Il avait une casse à Cortland.
Beş yıl sonra sen de böyle olacaksın.
Tu seras pareil, dans cinq ans.
Beş yıl, dört ay.
Cinq ans et quatre mois.
Yaklaşık beş yıl önce.
Environ cinq ans.
Beş yıl ne yaptın peki?
Tu faisais quoi, depuis?
Ama biz neredeyse beş yıldır konuşmuyorduk. Bu yüzden, bu aslında olması gerektiği kadar kötü olmadı.
Mais tu vois, on s'était pas parlé depuis cinq ans, donc... c'était pas... c'était pas aussi... c'était pas aussi horrible que ça aurait pu l'être.

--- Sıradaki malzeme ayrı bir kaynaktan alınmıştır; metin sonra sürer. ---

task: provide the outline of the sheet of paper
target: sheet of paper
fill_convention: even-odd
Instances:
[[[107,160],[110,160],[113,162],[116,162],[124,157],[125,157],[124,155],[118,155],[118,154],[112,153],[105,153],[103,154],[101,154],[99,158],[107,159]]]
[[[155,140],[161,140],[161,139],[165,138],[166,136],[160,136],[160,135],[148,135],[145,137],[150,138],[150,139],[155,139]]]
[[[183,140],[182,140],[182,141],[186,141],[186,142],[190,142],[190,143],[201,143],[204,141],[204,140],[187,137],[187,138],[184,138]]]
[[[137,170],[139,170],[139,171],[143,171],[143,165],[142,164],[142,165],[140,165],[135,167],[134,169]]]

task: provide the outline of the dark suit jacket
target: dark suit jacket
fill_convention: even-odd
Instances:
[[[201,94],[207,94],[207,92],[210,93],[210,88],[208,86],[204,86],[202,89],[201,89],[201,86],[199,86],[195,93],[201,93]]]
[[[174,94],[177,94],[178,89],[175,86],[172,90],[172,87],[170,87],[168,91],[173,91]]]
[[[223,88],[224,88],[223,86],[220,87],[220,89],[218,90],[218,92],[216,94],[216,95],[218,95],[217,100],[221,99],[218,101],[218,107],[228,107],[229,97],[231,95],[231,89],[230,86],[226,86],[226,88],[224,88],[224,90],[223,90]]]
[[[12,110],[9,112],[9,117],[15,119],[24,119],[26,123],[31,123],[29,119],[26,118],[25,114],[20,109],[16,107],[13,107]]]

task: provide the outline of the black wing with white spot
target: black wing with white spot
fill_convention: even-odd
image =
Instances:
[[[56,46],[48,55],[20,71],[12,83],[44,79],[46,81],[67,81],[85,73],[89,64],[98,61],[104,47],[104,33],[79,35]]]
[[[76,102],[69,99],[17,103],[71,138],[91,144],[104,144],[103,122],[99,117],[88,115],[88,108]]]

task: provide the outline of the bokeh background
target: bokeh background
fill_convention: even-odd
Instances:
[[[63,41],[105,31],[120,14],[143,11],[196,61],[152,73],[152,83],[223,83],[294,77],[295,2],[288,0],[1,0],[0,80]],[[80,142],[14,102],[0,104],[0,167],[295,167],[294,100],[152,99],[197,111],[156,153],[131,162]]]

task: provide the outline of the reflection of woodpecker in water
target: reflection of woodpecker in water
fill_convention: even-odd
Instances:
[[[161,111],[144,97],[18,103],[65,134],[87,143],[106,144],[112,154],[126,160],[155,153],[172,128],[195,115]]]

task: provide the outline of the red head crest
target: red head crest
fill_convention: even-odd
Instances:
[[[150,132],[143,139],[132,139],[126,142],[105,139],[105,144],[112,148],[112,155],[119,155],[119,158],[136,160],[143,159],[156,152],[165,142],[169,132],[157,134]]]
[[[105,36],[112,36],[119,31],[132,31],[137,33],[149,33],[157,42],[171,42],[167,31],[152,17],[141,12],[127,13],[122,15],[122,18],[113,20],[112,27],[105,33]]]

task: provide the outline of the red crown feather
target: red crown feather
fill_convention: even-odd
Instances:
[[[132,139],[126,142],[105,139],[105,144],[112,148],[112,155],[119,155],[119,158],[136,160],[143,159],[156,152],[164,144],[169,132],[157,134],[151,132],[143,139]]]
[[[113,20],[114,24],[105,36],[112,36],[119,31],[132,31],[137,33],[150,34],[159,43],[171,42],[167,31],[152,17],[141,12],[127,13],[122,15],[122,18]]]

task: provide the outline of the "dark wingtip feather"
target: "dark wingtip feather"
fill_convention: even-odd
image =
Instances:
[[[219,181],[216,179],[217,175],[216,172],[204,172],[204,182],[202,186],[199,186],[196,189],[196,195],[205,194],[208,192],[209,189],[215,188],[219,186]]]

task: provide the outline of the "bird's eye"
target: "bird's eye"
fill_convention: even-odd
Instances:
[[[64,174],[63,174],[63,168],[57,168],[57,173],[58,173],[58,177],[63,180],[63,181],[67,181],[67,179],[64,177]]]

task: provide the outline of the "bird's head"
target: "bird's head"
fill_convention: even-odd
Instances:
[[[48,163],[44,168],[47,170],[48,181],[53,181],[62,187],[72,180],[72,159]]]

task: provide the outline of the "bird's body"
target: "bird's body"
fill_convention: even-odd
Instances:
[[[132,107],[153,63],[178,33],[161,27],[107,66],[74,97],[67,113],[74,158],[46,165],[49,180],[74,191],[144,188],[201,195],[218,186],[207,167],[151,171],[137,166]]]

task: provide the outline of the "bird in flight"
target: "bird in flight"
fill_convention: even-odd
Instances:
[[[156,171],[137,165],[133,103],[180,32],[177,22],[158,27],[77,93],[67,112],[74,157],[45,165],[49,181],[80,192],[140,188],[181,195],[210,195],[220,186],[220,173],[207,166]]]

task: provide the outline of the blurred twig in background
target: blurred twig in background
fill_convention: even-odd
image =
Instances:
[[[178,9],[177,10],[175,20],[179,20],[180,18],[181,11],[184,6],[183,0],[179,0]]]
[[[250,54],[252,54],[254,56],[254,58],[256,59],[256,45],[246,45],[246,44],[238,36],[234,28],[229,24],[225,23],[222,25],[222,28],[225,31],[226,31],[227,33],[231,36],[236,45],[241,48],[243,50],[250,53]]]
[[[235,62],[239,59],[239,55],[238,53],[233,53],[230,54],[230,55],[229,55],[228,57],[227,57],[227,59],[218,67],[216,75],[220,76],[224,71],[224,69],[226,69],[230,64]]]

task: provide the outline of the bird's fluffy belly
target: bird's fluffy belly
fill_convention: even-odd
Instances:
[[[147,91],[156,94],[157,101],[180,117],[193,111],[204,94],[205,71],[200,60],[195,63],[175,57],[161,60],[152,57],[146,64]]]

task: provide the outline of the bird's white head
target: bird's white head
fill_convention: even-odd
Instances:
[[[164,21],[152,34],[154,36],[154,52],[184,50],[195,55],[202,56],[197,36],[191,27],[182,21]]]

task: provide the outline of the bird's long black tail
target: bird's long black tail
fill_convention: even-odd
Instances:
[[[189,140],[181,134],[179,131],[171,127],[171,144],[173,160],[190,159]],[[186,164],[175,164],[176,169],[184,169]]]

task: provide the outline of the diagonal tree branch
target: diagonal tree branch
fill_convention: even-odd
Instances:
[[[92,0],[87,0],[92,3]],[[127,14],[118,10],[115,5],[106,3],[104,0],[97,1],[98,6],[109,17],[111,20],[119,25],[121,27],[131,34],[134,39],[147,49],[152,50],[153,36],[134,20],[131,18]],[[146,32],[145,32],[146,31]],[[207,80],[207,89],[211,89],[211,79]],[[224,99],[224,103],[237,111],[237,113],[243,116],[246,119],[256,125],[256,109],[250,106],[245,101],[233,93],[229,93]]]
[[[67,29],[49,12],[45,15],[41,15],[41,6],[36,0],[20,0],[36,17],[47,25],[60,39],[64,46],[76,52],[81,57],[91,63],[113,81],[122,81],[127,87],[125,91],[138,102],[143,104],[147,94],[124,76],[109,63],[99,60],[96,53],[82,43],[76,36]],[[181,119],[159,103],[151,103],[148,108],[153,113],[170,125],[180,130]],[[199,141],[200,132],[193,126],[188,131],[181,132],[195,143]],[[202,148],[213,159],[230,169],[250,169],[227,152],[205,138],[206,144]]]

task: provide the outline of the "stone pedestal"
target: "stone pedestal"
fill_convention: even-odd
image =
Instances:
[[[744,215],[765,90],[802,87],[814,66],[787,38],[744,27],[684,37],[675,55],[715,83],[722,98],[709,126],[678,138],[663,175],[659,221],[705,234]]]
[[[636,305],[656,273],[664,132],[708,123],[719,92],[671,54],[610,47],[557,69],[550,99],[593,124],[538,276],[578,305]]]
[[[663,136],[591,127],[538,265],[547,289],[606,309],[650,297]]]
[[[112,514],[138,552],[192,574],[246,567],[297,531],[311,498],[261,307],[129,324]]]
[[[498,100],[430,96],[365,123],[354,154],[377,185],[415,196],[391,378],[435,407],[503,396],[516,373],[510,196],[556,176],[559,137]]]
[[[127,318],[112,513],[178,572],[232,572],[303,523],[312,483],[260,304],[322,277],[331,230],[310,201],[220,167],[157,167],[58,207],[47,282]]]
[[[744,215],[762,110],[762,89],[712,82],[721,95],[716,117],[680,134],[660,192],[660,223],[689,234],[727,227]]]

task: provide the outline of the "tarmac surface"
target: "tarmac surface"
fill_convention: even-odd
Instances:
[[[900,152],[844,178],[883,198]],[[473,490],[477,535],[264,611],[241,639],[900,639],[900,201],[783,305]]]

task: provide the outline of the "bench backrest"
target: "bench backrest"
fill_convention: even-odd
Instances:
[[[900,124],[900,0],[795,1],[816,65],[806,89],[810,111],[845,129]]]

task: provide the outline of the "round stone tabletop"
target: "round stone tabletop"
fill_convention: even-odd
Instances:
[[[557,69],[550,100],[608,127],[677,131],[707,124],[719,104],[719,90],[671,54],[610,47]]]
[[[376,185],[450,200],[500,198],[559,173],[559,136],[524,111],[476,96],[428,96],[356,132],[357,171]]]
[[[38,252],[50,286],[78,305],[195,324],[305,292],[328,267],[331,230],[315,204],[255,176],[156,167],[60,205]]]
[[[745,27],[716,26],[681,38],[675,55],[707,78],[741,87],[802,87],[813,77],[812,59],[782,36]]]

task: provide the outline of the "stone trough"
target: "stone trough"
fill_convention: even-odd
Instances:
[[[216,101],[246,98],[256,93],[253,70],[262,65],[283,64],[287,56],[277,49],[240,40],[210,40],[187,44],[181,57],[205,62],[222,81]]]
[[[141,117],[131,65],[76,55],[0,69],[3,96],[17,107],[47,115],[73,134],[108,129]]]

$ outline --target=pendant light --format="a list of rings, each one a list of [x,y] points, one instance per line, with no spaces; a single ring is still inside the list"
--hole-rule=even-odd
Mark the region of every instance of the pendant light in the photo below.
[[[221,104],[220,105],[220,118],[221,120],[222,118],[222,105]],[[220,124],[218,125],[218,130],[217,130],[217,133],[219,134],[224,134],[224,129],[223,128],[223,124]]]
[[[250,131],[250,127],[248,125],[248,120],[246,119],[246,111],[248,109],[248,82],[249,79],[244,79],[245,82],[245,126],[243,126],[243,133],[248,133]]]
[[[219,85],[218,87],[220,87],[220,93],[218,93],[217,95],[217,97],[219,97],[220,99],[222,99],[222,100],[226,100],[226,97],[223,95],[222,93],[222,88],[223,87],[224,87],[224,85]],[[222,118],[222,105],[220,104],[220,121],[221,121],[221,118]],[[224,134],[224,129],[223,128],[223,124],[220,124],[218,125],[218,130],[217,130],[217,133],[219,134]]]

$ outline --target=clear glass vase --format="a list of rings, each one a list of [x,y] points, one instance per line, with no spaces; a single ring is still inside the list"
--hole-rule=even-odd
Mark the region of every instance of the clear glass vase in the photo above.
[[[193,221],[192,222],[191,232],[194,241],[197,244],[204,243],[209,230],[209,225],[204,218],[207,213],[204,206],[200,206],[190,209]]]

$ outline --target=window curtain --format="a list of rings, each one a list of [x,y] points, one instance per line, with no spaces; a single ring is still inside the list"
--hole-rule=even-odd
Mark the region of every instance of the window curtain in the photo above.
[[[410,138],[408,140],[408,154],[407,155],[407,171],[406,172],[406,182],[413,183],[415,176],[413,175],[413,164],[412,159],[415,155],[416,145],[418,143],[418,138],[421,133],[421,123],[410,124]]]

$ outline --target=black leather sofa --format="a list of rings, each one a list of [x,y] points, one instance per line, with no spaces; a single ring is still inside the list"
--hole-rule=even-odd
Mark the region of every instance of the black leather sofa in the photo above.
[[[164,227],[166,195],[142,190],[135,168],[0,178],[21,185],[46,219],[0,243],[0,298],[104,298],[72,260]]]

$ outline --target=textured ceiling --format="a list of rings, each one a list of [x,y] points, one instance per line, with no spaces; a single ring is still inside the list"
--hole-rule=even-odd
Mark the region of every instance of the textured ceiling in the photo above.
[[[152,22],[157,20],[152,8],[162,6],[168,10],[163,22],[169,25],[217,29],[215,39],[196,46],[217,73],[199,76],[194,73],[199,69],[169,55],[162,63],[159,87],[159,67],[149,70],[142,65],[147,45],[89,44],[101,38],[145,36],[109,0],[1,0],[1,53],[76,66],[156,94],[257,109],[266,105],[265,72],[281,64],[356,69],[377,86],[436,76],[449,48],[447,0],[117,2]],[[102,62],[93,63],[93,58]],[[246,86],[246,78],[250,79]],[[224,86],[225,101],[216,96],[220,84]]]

Kayıtlar daha beş yıl önce var olmayan bir organizasyondan geldi, WikiLeaks.
Ça vient de WikiLeaks, qui n'existait pas il y a cinq ans.
Bana beş yıl önce kişilerin sorumlu tutulması gerektiğini söylemiştin.
Y a 5 ans, tu m'as dit qu'il fallait désigner les responsables.
- Beş yıl.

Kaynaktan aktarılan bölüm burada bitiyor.